Крылья и были той причиной, по которой солдатам вообще были нужны новые тела. И это была ошибка Кару. Ее идеей было прийти... сюда. Она посмотрела в окно и на своеобразную луну, которая заглядывала в него. Сошла ли она с ума? Не глупость ли это? Может быть. Это было уже слишком, находиться в Эретце всегда в движении, прячась в руинах и горных выработках, разглядывая небо в поисках патрулей серафимов. Она сошла бы с ума, ее нервы были на пределе. Существовала вероятность того, что останься они там, их бы уже раскрыли, но все же ей пришлось признать, что она не продумала все последствия такого шага.
Главным образом, что это — западня.
Бойцы должны быть способны проходить сквозь небесный портал. Им нужны крылья. Для того, чтобы добраться сюда, те, кто мог летать, несли тех, кто не умел — несколько рейсов туда и обратно, а те, кто был слишком велик, чтобы быть поднятыми, были убиты, подобраны и перенесены уже таким образом. Это был день, который Кару не забудет никогда, и сейчас, когда они уже были здесь, бескрылые были отнесены к страже до поры, пока они не будут в состоянии воссоздать их, чтобы те могли присоединиться к вторжению в Эретц.
Это было так просто.
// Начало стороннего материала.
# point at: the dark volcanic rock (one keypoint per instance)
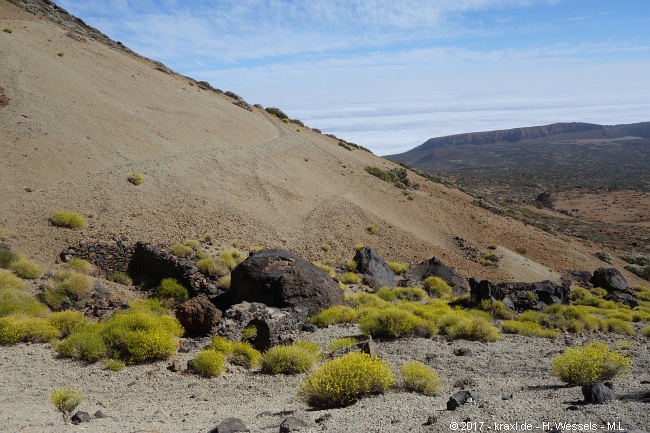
(279, 278)
(609, 279)
(198, 315)
(434, 267)
(230, 425)
(520, 296)
(598, 392)
(374, 268)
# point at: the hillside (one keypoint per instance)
(83, 113)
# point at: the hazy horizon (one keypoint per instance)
(389, 75)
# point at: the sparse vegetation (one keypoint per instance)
(65, 400)
(420, 378)
(135, 178)
(67, 219)
(587, 364)
(342, 381)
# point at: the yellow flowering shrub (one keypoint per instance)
(420, 378)
(342, 381)
(587, 364)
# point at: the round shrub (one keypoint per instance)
(67, 219)
(420, 378)
(342, 381)
(292, 359)
(437, 286)
(209, 363)
(587, 364)
(334, 315)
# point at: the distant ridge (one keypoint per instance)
(509, 135)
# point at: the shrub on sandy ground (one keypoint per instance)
(437, 286)
(496, 309)
(80, 265)
(334, 315)
(350, 278)
(122, 278)
(26, 269)
(292, 359)
(340, 343)
(328, 269)
(209, 363)
(243, 353)
(587, 364)
(67, 289)
(398, 267)
(529, 329)
(420, 378)
(342, 381)
(67, 219)
(65, 400)
(7, 258)
(135, 178)
(142, 333)
(171, 289)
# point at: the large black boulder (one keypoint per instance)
(520, 296)
(279, 278)
(374, 268)
(435, 268)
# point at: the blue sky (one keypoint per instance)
(390, 74)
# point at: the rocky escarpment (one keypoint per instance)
(508, 135)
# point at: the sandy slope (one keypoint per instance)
(78, 124)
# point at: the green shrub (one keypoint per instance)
(340, 343)
(420, 378)
(181, 250)
(80, 265)
(67, 321)
(9, 281)
(410, 293)
(386, 294)
(529, 329)
(496, 309)
(328, 269)
(67, 289)
(209, 363)
(135, 178)
(292, 359)
(170, 288)
(122, 278)
(398, 268)
(221, 344)
(142, 333)
(334, 315)
(7, 258)
(114, 364)
(394, 322)
(437, 286)
(587, 364)
(65, 400)
(342, 381)
(67, 219)
(26, 269)
(350, 278)
(243, 353)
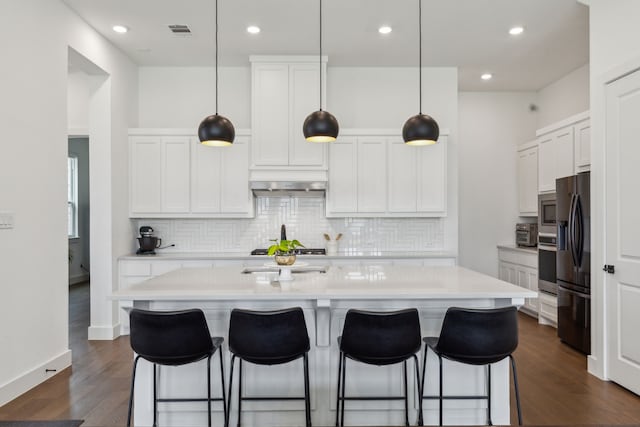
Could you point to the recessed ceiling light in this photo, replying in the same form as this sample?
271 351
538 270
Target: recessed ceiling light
120 29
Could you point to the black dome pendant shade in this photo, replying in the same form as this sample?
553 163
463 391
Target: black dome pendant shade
216 130
320 126
420 129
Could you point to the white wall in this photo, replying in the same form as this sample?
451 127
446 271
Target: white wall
564 97
359 97
614 35
492 124
34 294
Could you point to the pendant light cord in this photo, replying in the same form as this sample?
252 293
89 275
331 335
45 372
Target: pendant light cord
419 54
216 57
320 55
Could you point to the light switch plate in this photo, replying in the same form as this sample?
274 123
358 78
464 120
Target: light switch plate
6 220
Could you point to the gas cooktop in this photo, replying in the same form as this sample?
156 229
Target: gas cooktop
299 251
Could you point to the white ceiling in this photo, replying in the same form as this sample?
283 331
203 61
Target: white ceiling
469 34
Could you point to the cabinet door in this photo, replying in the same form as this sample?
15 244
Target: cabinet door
343 171
547 164
372 175
304 99
432 177
563 141
582 135
145 191
175 174
206 178
403 177
235 196
528 182
270 114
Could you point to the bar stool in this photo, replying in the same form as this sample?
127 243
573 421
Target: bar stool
378 338
268 338
475 337
173 338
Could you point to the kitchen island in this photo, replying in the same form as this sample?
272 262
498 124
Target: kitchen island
325 293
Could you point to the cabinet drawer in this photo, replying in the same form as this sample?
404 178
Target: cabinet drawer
548 306
135 268
520 258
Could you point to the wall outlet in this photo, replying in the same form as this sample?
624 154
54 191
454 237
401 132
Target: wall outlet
6 220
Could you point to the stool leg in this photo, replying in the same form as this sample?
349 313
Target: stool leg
489 421
155 398
233 359
133 383
307 397
344 370
440 381
424 375
209 391
415 362
338 389
239 391
515 385
224 397
406 394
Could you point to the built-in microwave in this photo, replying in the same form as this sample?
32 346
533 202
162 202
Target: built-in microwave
547 213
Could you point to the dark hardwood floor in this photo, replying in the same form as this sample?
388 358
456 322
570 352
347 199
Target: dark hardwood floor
554 384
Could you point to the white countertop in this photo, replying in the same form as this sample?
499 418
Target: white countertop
339 282
529 250
346 254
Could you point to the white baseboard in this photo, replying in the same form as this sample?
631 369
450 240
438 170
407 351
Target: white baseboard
78 278
104 332
35 376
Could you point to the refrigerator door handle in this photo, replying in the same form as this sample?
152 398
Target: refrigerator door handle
579 231
572 229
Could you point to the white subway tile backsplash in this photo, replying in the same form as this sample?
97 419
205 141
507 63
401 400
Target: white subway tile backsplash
305 220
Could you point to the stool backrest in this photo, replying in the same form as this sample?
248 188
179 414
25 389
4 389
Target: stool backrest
170 337
381 338
268 337
478 336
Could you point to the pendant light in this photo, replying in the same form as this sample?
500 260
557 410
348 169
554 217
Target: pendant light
216 130
420 129
320 126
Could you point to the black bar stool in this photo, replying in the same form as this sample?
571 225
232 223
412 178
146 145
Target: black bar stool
475 337
378 338
173 338
268 338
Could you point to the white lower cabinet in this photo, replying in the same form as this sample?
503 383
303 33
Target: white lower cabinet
519 267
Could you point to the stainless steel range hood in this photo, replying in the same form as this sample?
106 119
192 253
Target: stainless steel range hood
288 188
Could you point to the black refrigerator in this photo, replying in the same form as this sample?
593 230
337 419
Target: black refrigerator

Ага, просто, ха! Кару вздогнула, глядя на ужасающее тело на полу. Она знала, как выглядело в прошлом тело Амзаллага, — последнее из множества тех, которые воскрешал Бримстоун, выброшенное, словно старый костюм, для того, чтобы Амзаллаг стал таким, как сейчас. На мгновение, она смогла увидеть в этом то, что добыча чувствует перед хищником — ужас и безнадежность побега; крылья, которые развернувшись, смогут стереть пятна с небес. Ее ладони стали липкими. «Что же я делаю?»
«Что я воссоздаю?»
«И... Что же впустила я в человеческий мир?»
Это было похоже на переход от сна к холодной реальности в то мгновение, когда сон еще не выпускает из своих объятий. Ужас Кару утих. Она вооружала солдат, вот, что она делала. Если бы она этим не занималась, кто отплатил бы серафимам за то, что они сделали?
Что же до того, что она приводила их в человеческий мир, то это самое место было достаточно удаленным и забытым; шанс встретиться здесь с людьми был близко к нулю. Тихий голос в ее голове шептал: «Кару, это нехорошо», — она уже начала к нему привыкать.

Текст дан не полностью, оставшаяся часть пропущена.